At the Portfolio AI in Energy 2026 conference, E.On data analysts Káplár‑Zagyi Evelin and Székely Magor Illés presented how artificial intelligence can support distribution system operators (DSOs) in optimizing network reconstruction and vegetation management based on data.
What AI can achieve in these areas
According to the presentation, vegetation management primarily aims to reduce operational safety risks, ensure regulatory compliance, and optimize resource allocation. Network reconstruction focuses on efficient CAPEX use, improving service levels, and enabling proactive maintenance.
Digitalization as the foundation
The speakers emphasized that digitalization is the essential prerequisite for data‑driven decision support. Several international initiatives address this, including the Danube InGrid Project (Danube Intelligent Grid), a cross‑border Hungarian–Slovak smart grid collaboration in which E.On participates.
Key building blocks include:
- smart network elements (IoT) providing real‑time and recorded measurements;
- a 3D digital twin of the network, which goes beyond replacing paper records to represent the entire system digitally.
Data and AI governance
The next step is establishing data and AI governance: regulatory and technological frameworks, a common language, risk management and compliance. AI decision support is implemented under human oversight.

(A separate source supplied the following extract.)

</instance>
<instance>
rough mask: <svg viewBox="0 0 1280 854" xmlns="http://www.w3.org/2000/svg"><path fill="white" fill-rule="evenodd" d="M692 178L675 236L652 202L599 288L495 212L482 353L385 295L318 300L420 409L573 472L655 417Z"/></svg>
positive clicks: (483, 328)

The AI ecosystem, as described by the presenters, comprises layers such as deep learning, machine learning, general AI components and AI governance. Data required for vegetation management, image processing and network reconstruction are the subject of machine learning modelling.
Data quality and structure
Important aspects of data governance are:
- data structure and inventory;
- data quality checks and consistency;
- handling data volume.
A frequent technical challenge is siloed and “dirty” data; a central data warehouse can address this. The changing corporate environment — new systems and new data structures — can be handled by implementing data governance.
Expert oversight, transparency and scalability
To address engineers’ skepticism and the “Black Box” concern, regular expert consultations, incorporation of expert opinions, testing and back‑measurements are recommended. Cloud‑based architectures can meet scalability and compute capacity requirements.
Time‑series snapshot approach and predictive modelling
The presenters explained the time‑series snapshot logic: a dynamic data model records snapshots of vegetation and network state at given points in time. Predictive modelling is based on reconstructing historical states. The principle of time‑correctness means models only use information available up to the snapshot time.
Using multiple snapshots produces a more stable training set and improves model training: identifying vegetation growth trends and changes in network state becomes more accurate when multiple time points are included.
Conclusion
Káplár‑Zagyi Evelin and Székely Magor Illés concluded that applying AI and structured data management at DSOs can increase safety, enable cost‑efficient investments and improve operations. Success depends on digitalization, high‑quality data, governance frameworks, expert oversight and scalable computing infrastructure.